4. Climate change and its Impact on Agriculture:
Climate change due to global warming has become a serious issue and a hotly debated subject these days. According to various scientific reports, the earth has warmed about 0.5o C over the past 100 years and it is estimated that by the end of 21st century, temperature will further increase by about 1.8 to 4.0oC. As a result, the atmosphere and ocean have warmed, the amounts of polar snow and ice have reduced, sea level has risen and concentration of Greenhouse gases has increased. As a consequence, warm days have become warmer and cold days colder, rains have become erratic and seasons have started overlapping. The seasonal variations have been converted into daily variations.

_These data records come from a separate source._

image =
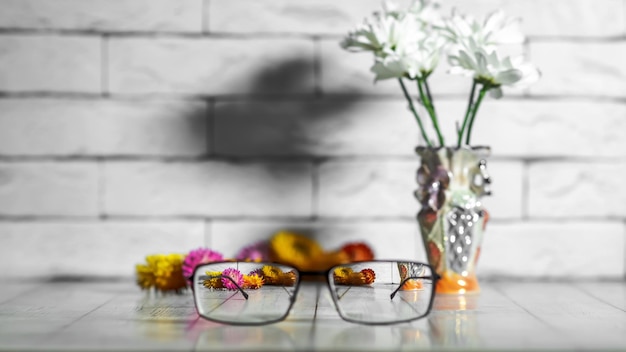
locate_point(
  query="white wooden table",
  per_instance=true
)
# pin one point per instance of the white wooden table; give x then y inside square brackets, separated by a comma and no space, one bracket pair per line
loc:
[116,315]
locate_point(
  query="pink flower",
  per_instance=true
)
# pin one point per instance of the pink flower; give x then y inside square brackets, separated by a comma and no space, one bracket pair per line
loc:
[257,252]
[197,257]
[233,274]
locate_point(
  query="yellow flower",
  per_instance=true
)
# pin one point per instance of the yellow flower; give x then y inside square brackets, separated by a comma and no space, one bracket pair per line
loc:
[271,274]
[253,281]
[214,281]
[162,271]
[294,249]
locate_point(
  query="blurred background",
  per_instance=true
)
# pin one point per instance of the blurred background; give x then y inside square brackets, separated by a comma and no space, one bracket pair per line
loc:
[137,127]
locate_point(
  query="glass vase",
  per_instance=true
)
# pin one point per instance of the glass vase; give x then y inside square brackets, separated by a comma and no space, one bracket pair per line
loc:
[452,220]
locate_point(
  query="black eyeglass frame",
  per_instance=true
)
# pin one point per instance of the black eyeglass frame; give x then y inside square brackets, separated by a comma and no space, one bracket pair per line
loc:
[327,275]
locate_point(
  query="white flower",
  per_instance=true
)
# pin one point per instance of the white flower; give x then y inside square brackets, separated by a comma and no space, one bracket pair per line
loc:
[403,46]
[487,68]
[413,60]
[495,29]
[382,36]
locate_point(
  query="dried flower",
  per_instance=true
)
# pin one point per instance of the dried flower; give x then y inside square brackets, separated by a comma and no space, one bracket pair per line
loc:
[197,257]
[347,276]
[214,280]
[162,271]
[369,276]
[235,275]
[252,281]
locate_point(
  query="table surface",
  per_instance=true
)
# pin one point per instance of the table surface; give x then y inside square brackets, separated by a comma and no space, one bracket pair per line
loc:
[506,315]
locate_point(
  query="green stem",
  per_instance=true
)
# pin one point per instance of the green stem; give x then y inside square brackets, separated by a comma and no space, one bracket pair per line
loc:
[468,111]
[412,108]
[481,95]
[431,110]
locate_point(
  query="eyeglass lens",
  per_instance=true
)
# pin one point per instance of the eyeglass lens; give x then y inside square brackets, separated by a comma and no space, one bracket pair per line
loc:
[376,292]
[382,292]
[244,293]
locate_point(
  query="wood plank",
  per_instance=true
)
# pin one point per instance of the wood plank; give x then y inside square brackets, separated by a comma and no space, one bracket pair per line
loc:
[611,292]
[581,319]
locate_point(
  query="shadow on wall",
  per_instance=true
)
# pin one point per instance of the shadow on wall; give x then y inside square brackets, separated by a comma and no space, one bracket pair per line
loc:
[281,121]
[283,118]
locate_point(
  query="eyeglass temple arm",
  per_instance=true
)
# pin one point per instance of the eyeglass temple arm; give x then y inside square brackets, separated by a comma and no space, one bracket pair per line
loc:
[434,277]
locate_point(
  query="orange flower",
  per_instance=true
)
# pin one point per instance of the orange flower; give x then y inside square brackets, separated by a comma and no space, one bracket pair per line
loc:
[368,276]
[294,249]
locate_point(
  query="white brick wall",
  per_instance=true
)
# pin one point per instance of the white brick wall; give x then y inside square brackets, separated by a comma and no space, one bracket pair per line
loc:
[142,126]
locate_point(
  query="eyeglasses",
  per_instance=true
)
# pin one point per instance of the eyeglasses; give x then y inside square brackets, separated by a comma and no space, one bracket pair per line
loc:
[372,292]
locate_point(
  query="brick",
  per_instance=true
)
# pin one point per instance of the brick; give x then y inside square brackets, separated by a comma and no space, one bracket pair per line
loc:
[102,127]
[50,63]
[208,189]
[98,249]
[48,188]
[388,239]
[573,249]
[566,18]
[527,128]
[324,127]
[284,16]
[211,66]
[506,199]
[133,15]
[385,189]
[577,189]
[580,68]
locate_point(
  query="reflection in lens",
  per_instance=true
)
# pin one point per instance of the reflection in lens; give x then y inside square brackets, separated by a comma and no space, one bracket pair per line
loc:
[244,292]
[379,292]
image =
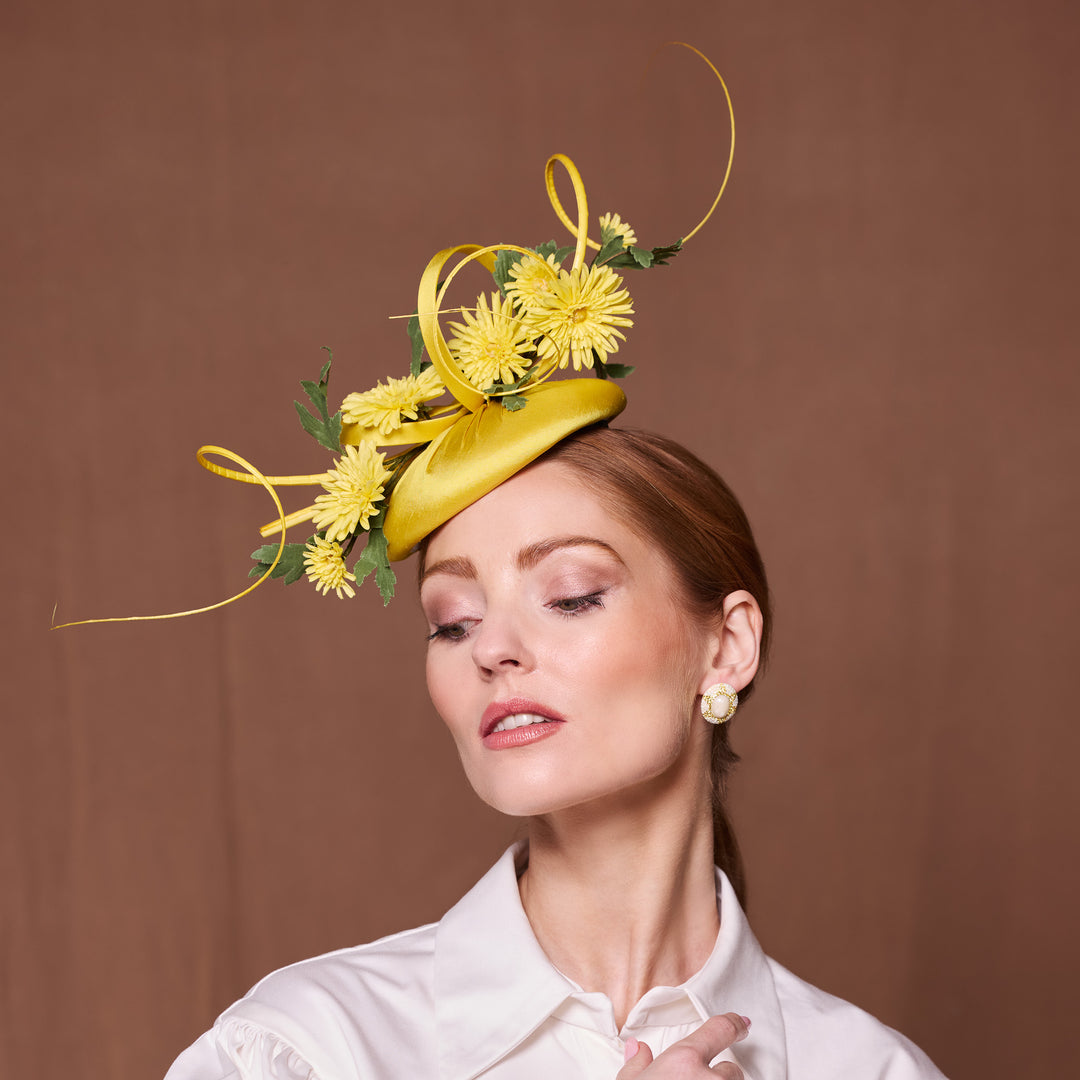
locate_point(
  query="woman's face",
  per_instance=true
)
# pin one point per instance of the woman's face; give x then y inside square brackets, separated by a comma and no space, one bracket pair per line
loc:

Factors responsible for climate change:
Following factors are responsible for global warming and climate change:
Increased concentration of greenhouse gases ·
Burning of fossil fuels
Large scale deforestation
Industrialization and urbanization
Ever increasing human population
Unabated use of refrigerators, air conditioners and foam industry which emit chloroflouro carbon gases
Excessive use of agro-chemicals
Green House Effect:
Some gases such as carbon dioxide (CO2), nitrogen oxide (NO2) chloroflouro carbon (CFC) and methane (CH4) are the major factors responsible for pollution, global warming and climate change. These gases are known as Greenhouse gases. This name is derived from Green House which is made from a polythene sheet or glass. This polythene sheet allows sun rays to enter the green house but it does not allow infra red rays to go out after striking earth surface as reflection. As a result, temperature inside green house increases. These gases form a blanket type thick layer around the earth and trap the sun rays inside thus leading to increase in the temperature on the earth. Excessive use of nitrogenous fertilizers in crops leads to production of nitrogen oxide (NO2) gas. Rice cultivation which involves cultivation of crop in continuous ponded water also results in production of methane (CH4). The Green House effect can result in a rise of temperature to the tune of 3.2oC by 2050 in India.
Impact of climate change on agriculture
Climate change will affect different parts of the earth differently. In some countries, it may adversely affect agricultural production and thus food security but in other countries, climate change may have positive effect on crop productivity.
Duration of crops, sequence of crop rotations and cultural practices of raising crops may change due to global warming
As a consequence of rise in temperature and moisture, new diseases and insect pests may emerge in areas where these were not present previously and may seriously affect production of crops.
Climate change may lead to unpredictable changes in the monsoon rainy season in India.
Rising night temperature may adversely affect crop productivity.
Any increase in day temperature during February and March will have adverse effect on wheat production in Punjab.
In order to mitigate climate change effects, use of solar energy, hydro-electricity generation and bio-energy should be encouraged and sole dependence on fossil fuel should be reduced by minimizing vehicular and industrial emissions of carbon dioxide and other gases.